Chieftain, King of Feline Acrobats! The Largest Black-maned Nubian Lion in Captivity! Danger!

The face of the cage was boarded halfway up, but above the top line of the planked cross panel Red Hoss could make out in the foreground of the dimmed interior a great tawny shape, and at the back, in one corner, an orderly clutter of objects painted a uniform circus blue. There was a barrel or two, an enormous wooden ball, a collapsible fold-up seesaw and other impedimenta of a trained-animal act. Red Hoss had heard that the lion was a n.o.ble brute--in short, was the king of beasts. He now was prepared to swear it had a n.o.ble smell. Beneath the cage a white man in overalls slumbered audibly upon a tarpaulin folded into a pallet.

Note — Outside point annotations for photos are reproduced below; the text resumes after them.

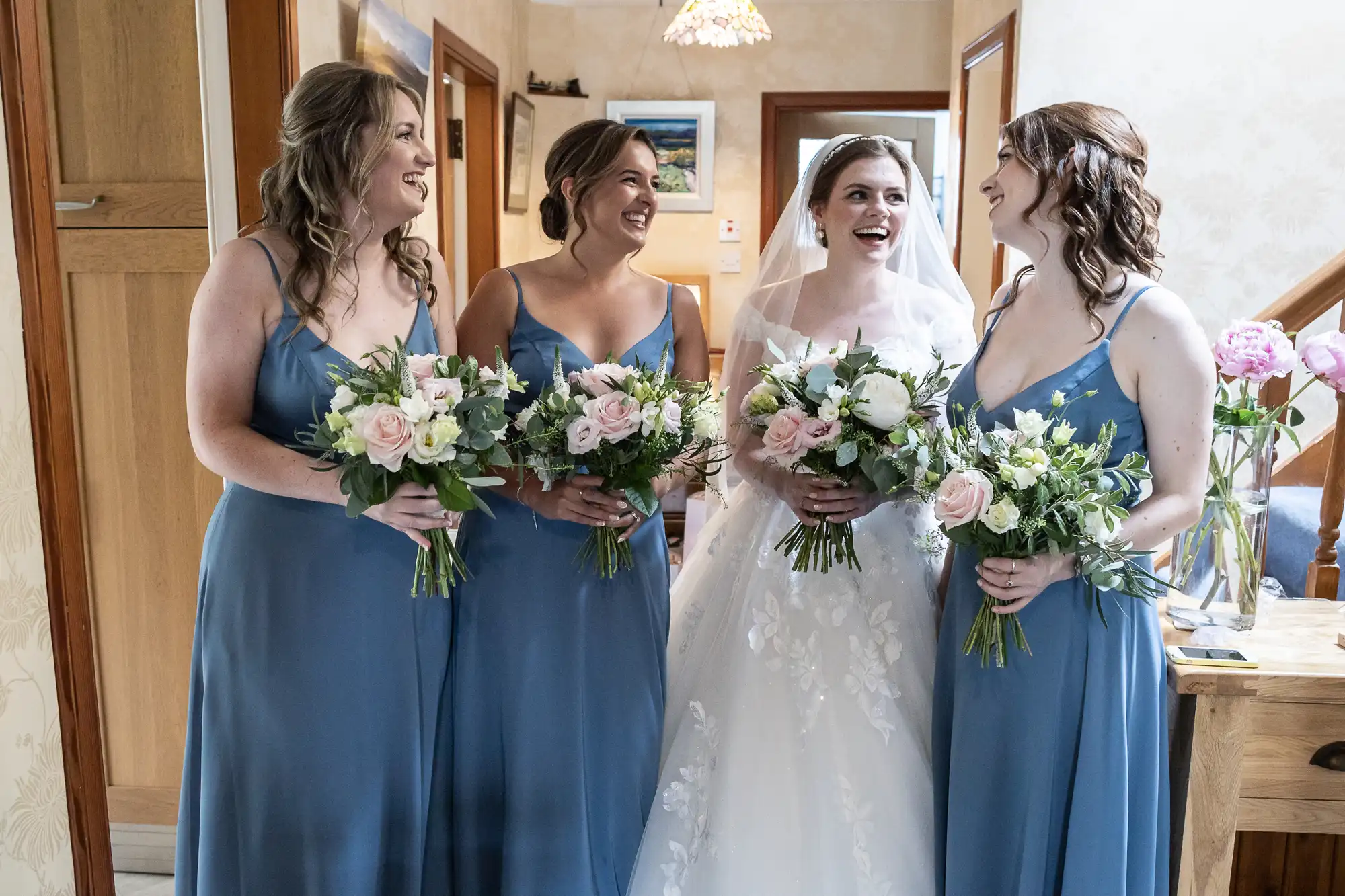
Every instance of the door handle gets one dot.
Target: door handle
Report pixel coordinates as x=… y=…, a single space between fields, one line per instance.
x=79 y=206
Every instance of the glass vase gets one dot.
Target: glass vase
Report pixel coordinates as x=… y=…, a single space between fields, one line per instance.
x=1218 y=564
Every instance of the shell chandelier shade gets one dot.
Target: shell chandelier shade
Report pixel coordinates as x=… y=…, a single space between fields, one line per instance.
x=718 y=24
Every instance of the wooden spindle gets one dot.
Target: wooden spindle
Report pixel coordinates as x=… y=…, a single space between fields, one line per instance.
x=1324 y=573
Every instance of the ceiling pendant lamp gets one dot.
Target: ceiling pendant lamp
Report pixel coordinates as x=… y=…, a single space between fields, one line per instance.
x=718 y=24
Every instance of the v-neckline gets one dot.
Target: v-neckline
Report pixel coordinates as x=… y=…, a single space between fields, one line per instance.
x=976 y=373
x=407 y=341
x=575 y=346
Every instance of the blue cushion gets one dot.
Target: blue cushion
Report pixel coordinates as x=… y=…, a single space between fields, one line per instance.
x=1296 y=513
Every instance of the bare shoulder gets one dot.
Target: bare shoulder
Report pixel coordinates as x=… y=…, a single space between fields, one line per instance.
x=1163 y=317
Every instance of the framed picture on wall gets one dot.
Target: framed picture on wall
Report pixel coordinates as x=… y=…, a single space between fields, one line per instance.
x=518 y=154
x=684 y=139
x=700 y=287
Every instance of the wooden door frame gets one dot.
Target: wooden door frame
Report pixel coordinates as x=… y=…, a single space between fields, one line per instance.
x=485 y=202
x=778 y=104
x=56 y=463
x=1001 y=37
x=263 y=69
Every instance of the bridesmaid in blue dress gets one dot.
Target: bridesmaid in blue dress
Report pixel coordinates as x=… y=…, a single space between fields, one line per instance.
x=560 y=676
x=1051 y=775
x=317 y=682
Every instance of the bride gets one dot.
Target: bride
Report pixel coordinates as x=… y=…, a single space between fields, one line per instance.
x=797 y=743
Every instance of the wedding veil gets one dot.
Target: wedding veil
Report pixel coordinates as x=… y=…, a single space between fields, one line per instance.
x=933 y=309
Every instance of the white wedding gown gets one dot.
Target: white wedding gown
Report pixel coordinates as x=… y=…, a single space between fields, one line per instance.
x=797 y=747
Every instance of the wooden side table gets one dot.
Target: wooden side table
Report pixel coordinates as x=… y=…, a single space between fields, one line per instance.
x=1243 y=741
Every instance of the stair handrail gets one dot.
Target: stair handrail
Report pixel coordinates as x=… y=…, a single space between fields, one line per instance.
x=1308 y=300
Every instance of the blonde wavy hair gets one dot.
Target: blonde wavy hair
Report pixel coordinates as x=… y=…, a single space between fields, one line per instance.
x=322 y=161
x=1096 y=161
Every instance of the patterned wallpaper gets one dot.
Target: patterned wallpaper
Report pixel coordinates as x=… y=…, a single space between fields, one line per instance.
x=34 y=833
x=1239 y=101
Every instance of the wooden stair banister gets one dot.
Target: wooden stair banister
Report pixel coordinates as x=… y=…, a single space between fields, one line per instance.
x=1301 y=306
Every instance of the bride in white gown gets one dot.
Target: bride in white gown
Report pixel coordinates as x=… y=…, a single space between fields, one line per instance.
x=797 y=744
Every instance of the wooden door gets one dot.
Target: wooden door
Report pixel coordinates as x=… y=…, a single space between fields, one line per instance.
x=127 y=155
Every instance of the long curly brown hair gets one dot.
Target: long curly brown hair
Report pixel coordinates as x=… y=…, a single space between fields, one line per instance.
x=322 y=161
x=1096 y=161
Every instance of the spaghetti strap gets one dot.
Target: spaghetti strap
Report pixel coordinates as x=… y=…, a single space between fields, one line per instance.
x=1126 y=311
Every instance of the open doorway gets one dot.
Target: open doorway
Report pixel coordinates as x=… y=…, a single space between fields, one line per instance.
x=796 y=126
x=467 y=151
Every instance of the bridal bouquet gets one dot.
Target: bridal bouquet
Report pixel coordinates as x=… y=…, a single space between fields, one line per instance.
x=432 y=420
x=626 y=424
x=843 y=413
x=1023 y=491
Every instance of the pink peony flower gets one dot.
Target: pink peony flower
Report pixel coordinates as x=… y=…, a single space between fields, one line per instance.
x=1324 y=356
x=785 y=438
x=442 y=392
x=422 y=368
x=388 y=434
x=583 y=435
x=617 y=413
x=962 y=497
x=1256 y=352
x=599 y=380
x=820 y=432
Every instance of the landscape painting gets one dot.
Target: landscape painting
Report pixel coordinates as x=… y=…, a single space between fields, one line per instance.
x=684 y=139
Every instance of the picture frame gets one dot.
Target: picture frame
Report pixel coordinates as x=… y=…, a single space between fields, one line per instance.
x=684 y=139
x=518 y=153
x=700 y=287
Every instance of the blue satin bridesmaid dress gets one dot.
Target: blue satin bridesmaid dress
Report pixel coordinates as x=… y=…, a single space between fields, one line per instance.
x=559 y=682
x=1051 y=775
x=317 y=682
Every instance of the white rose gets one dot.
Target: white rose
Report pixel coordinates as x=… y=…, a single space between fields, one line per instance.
x=1031 y=423
x=1101 y=528
x=705 y=424
x=1001 y=517
x=415 y=407
x=344 y=399
x=884 y=401
x=1063 y=434
x=525 y=416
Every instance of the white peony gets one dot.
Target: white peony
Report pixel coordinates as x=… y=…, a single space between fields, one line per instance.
x=1001 y=517
x=1031 y=423
x=884 y=401
x=1101 y=528
x=344 y=399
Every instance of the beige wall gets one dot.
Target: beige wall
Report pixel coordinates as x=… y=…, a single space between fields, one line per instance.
x=34 y=829
x=618 y=54
x=496 y=29
x=1242 y=115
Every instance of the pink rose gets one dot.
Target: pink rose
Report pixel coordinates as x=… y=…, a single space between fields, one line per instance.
x=388 y=435
x=442 y=392
x=1324 y=356
x=962 y=497
x=422 y=366
x=603 y=378
x=617 y=415
x=817 y=432
x=583 y=435
x=1256 y=352
x=785 y=438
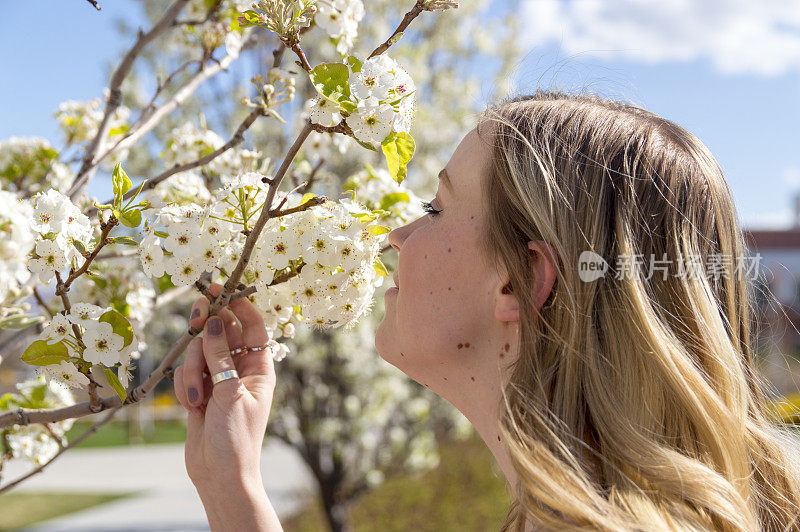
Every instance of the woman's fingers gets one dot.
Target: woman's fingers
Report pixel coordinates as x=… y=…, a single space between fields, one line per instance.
x=254 y=332
x=193 y=366
x=217 y=353
x=233 y=331
x=180 y=391
x=199 y=312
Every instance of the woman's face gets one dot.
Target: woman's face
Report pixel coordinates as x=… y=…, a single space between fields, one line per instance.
x=447 y=326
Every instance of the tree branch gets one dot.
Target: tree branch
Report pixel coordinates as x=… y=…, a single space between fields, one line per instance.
x=411 y=15
x=42 y=303
x=237 y=138
x=61 y=449
x=178 y=98
x=89 y=163
x=250 y=242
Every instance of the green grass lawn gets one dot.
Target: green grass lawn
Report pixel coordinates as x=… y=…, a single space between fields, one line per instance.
x=467 y=492
x=116 y=433
x=19 y=509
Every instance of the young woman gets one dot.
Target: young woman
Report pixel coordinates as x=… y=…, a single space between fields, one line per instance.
x=559 y=293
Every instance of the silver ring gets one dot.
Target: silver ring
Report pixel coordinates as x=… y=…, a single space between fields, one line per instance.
x=224 y=375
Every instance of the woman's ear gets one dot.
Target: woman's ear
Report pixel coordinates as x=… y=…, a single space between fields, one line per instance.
x=543 y=263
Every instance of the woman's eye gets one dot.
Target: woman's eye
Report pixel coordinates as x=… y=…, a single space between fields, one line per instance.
x=429 y=209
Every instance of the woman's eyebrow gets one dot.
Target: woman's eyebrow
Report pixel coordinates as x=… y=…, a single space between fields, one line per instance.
x=445 y=178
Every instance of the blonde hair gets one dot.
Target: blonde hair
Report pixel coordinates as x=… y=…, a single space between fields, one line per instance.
x=652 y=379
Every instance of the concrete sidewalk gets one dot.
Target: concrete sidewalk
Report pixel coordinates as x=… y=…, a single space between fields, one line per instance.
x=167 y=500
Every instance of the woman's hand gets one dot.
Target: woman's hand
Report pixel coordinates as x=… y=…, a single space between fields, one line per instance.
x=228 y=420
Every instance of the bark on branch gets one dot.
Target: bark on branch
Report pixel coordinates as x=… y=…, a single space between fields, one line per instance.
x=89 y=164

"There's the man you take your orders from if you join us," explained Powers, flirting a thumb toward the sleeper. "Name of Riley, he is. But you draw your pay from me." With his arm he described a circle. "And here's the stock you help take care of. The only one you need to be careful about is that leopard over yonder. She gets a little peevish once in a while. Well, I would sort of keep an eye on the ostrich here alongside you too. The old bird's liable to cut loose when you ain't looking and kick the taste out of your mouth. You give them both their distances. But those bears behind you is just the same as a pair of puppies, and old Chieftain here--well, he looks pretty fierce and he acts sort of fierce too when he's called on for it, but it's just acting with him; he's trained to it. Off watch, he's just as gentle as an overgrown kitten. Riley handles him and works him, and all you've got to do when Riley is putting him through his stunts is to stand outside here and hand him things he wants in through the bars. Well, is it a go?

Going to take the job?"

"Boss," said Red Hoss, "you speaks late--I done already tooken it."

"Good!" said Powers. "That's the way I love to do business--short and sweet. You hang round for an hour or two and sort of get acquainted with things until Riley has his nap out. When he wakes up, if I ain't back by that time, you tell him you're the new helper, and he'll wise you up."

"Yas suh," said Red Hoss. "But say, boss, 'scuse me, but did I understand you to mention dat eatin' was in de contract?"

"Sure! Hungry already?"

"Well, suh, you see I mos' gin'rally starts de day off wid breakfust, an' to tell you de truth I ain't had nary grain of breakfust yit!"

"Got the breakfast habit, eh? Well, come on with me to the cook house and I'll see if there ain't something left over."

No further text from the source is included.